ひろはし薬局 廣橋義和ブログ

2009-10-19 痩せ過ぎた女性の将来は?

土日は所属する日本薬局協励会の大会を新潟支部が主催したので、てんてこ舞いでした。インフルエンザをテーマにした講演もあったので改めて書き込みます。今日は一人のうつ病の患者さんを失いました。自分の無力さを感じられずにいられません。同じ失敗を繰り返さないよう、まだまだ努力しなくてはいけないと肝に銘じます。


うつ病睡眠障害や食欲不振が身体症状として現れやすい病気です。睡眠薬や胃腸薬・消化薬などでは根本解決できず、うつ病に対する治療が絶対必要です。長期に渡れば体重も低下し身体に悪影響を及ぼします。過剰なダイエットも同様ですから、短期的な問題ではなく長期的な問題を考えてみたいと思います。


痩せるということは身体活動に必要な栄養が不足することですから、必ず悪影響が現れます。この場合の痩せるとは、BMIが18以下くらいの状況で、標準体重の範囲にあれば心配はありません。


急激に痩せると大抵は筋肉が落ちてきます。同時に骨量も落ちてきますから、先ず骨粗鬆症の危険性が出ます。女性は女性ホルモンの働きで閉経前は骨粗鬆症の進行は緩やかですが低体重では女性ホルモンの分泌も少なく、骨粗鬆症が重度化しやすいと考えられます。

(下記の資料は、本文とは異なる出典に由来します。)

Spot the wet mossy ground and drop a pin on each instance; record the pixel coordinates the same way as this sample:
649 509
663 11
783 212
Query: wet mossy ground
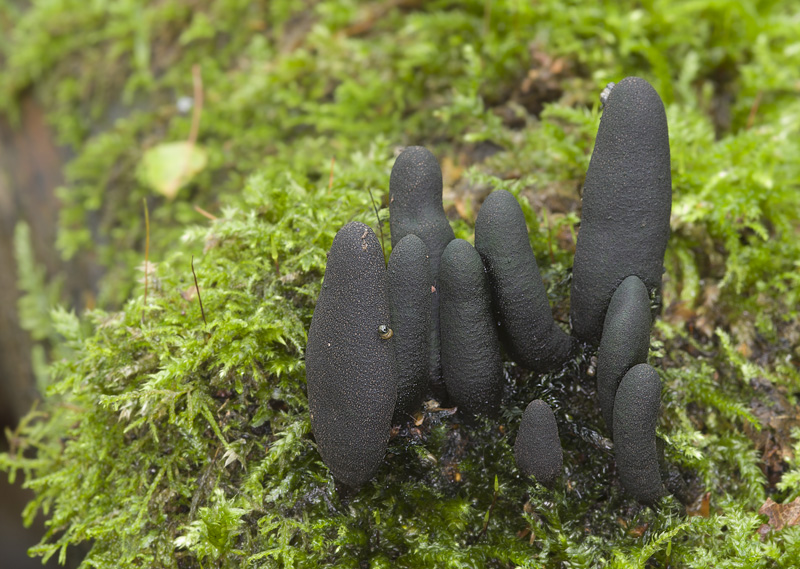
164 440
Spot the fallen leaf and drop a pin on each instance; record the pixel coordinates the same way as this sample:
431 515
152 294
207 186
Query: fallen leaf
780 516
169 166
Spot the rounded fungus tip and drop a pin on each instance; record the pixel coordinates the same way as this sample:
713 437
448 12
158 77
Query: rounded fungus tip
537 450
471 363
625 341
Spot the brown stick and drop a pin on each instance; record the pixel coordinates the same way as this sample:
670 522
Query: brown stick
146 253
204 213
753 110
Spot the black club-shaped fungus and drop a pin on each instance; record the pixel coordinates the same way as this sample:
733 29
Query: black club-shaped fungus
537 450
352 385
410 304
627 200
519 297
625 341
471 364
415 207
636 409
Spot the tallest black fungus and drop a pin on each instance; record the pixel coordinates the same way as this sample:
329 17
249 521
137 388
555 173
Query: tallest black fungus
352 385
627 200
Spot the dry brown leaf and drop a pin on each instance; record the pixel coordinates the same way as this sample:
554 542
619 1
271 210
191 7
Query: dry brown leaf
780 516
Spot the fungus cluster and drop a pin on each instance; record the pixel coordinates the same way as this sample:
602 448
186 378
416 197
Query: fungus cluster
435 319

また筋力の低下は骨格を支える力も低下し、変形性関節症など骨や筋肉の老化が早く進行するでしょう。この結果、骨折や寝たきりになるのが早いと思われ、介護の世話になるばかりでなく認知症になりやすく、老年期の生活が苦しいものになる確率が非常に高いのです。

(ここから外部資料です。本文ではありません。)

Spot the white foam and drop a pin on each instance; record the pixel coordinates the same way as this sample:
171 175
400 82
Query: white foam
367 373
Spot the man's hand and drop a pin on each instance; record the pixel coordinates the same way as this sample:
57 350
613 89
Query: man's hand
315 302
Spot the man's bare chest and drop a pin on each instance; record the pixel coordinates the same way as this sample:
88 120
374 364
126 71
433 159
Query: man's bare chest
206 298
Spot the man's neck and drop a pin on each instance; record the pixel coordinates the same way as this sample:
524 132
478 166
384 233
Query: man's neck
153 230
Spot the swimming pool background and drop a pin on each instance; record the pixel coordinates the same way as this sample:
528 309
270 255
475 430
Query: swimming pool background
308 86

また女性ホルモン動脈硬化の進行を遅らせることがわかっています。だから生理が止まるような低体重では、動脈硬化性の病気(心筋梗塞脳卒中腎臓病など)も心配されます。他人より老化が早いと考えればいいのではないでしょうか。


また皮膚の荒れ・髪の毛や爪の変化など美容面でもマイナスです。脱毛やシワの増加など、女性にとって気になる問題がおきやすいでしょう。未婚の女性では妊娠できない身体になる危険性だってあるのです。

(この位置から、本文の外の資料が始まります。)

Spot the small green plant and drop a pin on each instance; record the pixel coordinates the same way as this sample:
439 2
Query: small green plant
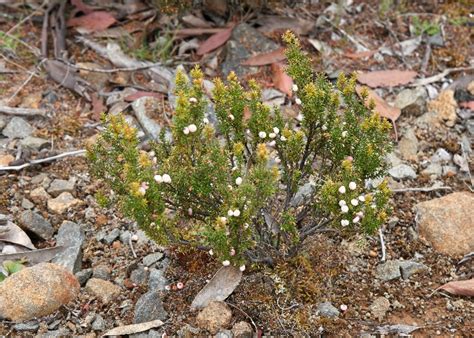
9 268
256 184
425 27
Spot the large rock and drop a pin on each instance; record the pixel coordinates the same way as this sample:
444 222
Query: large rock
104 290
214 316
244 41
17 128
36 292
35 223
448 223
149 307
71 236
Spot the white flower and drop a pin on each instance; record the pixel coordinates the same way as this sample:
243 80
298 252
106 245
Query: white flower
192 128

対策は体重を標準に近づけることですが、低体重が長く続いていれば胃腸機能もある程度低下していますから、時間をかけて取り組む必要があります。そして増やしたいのは筋肉量と骨量ですから、運動も欠かせません。運動がなければ体重が増えても、身に負担となる脂肪でしかありませんからね。


弱った胃腸機能の建て直しに漢方薬が有効なのです。太りたくても太れない人など、漢方薬を試してもらいたいと考えます。多くの人があこがれるスラッとした体形ですが、長期的な健康を考えると望ましいものではありませんね。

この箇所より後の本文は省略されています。